Mediatrade, la difesa: «Trasferire processo a Roma o a Brescia»

Nel corso dell'udienza mattutina del Tribunale di Milano le eccezioni preliminari sollevate dalle difese: Dinacci e Ghedini chiedono il trasferimento del processo di Mediatrade in terra romana o bresciana

Il processo Mediatrade deve traslocare a Roma o a Brescia. È questa una delle eccezioni preliminari sollevate dalle difese, in particolare quella di Piersilvio Berlusconi, stamattina nel corso dell'udienza davanti ai giudici della seconda sezione penale del Tribunale di Milano. Secondo l'avvocato Filippo Dinacci, che insieme a Niccolò Ghedini assiste Piersilvio Berlusconi, il procedimento, come ha illustrato in aula, va trattato unitamente nella capitale dove è radicata la competenza in quanto lì aveva sede Rti e lì è stato commesso il primo reato.

Invece la Procura di Milano, a detta del legale, nonostante l'orientamento giurisprudenziale contrario ha stralciato una parte del processo a favore del capoluogo lombardo. Inoltre Ghedini ha chiesto il trasferimento del fascicolo a Brescia in quanto una serie di magistrati in servizio nel distretto giudiziario di Milano sono titolari di azioni Mediaset.

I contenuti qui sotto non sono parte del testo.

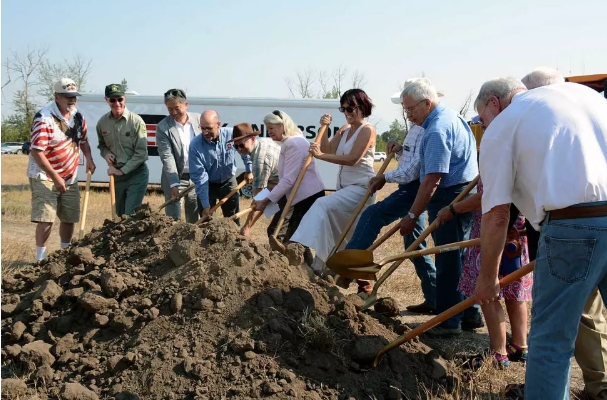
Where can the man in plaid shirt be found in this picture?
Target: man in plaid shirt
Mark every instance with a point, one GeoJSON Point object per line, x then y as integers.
{"type": "Point", "coordinates": [264, 156]}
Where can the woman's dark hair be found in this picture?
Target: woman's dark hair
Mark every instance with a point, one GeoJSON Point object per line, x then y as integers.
{"type": "Point", "coordinates": [358, 98]}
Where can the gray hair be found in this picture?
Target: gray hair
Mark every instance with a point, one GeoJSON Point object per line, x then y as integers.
{"type": "Point", "coordinates": [421, 89]}
{"type": "Point", "coordinates": [502, 88]}
{"type": "Point", "coordinates": [278, 117]}
{"type": "Point", "coordinates": [542, 76]}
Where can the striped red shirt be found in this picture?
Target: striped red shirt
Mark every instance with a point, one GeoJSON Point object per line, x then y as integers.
{"type": "Point", "coordinates": [59, 149]}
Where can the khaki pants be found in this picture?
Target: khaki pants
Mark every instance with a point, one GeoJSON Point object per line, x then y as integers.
{"type": "Point", "coordinates": [48, 203]}
{"type": "Point", "coordinates": [591, 346]}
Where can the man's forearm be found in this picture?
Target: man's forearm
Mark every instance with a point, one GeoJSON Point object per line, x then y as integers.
{"type": "Point", "coordinates": [494, 226]}
{"type": "Point", "coordinates": [43, 163]}
{"type": "Point", "coordinates": [424, 193]}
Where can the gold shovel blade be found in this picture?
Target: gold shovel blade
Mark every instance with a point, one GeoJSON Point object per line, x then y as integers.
{"type": "Point", "coordinates": [352, 264]}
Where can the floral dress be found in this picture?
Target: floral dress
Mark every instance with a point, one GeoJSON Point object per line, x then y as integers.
{"type": "Point", "coordinates": [519, 290]}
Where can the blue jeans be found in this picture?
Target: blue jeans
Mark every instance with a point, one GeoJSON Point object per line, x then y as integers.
{"type": "Point", "coordinates": [383, 213]}
{"type": "Point", "coordinates": [571, 263]}
{"type": "Point", "coordinates": [449, 265]}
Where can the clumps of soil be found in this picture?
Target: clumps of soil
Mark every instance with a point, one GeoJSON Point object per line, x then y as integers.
{"type": "Point", "coordinates": [146, 307]}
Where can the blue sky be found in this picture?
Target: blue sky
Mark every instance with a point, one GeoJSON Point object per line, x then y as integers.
{"type": "Point", "coordinates": [248, 48]}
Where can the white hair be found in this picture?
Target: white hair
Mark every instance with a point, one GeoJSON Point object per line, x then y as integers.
{"type": "Point", "coordinates": [502, 88]}
{"type": "Point", "coordinates": [278, 117]}
{"type": "Point", "coordinates": [421, 89]}
{"type": "Point", "coordinates": [542, 76]}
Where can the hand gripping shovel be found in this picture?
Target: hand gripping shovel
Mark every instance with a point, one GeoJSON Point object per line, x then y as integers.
{"type": "Point", "coordinates": [359, 208]}
{"type": "Point", "coordinates": [85, 205]}
{"type": "Point", "coordinates": [372, 298]}
{"type": "Point", "coordinates": [300, 177]}
{"type": "Point", "coordinates": [359, 264]}
{"type": "Point", "coordinates": [220, 202]}
{"type": "Point", "coordinates": [456, 309]}
{"type": "Point", "coordinates": [185, 191]}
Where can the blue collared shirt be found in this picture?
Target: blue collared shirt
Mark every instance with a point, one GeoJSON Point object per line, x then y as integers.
{"type": "Point", "coordinates": [448, 147]}
{"type": "Point", "coordinates": [213, 162]}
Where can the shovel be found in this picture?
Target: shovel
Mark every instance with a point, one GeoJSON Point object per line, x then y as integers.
{"type": "Point", "coordinates": [359, 264]}
{"type": "Point", "coordinates": [372, 298]}
{"type": "Point", "coordinates": [85, 206]}
{"type": "Point", "coordinates": [300, 177]}
{"type": "Point", "coordinates": [445, 315]}
{"type": "Point", "coordinates": [113, 197]}
{"type": "Point", "coordinates": [358, 209]}
{"type": "Point", "coordinates": [185, 191]}
{"type": "Point", "coordinates": [222, 201]}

Eccezione quest'ultima che però sembra già essere superata in quanto i giudici questa mattina hanno respinto la richiesta di costituirsi parte civile di Marco Bava, titolare di un solo titolo, escludendo dunque la possibilità di eventuali danni per i piccoli azionisti. Infine il legale di Frank Agrama e di due cittadini di Hong Kong, avvocato Roberto Pisano, ha eccepito il difetto di giurisdizione in relazione al reato di riciclaggio contestato ad alcuni degli imputati.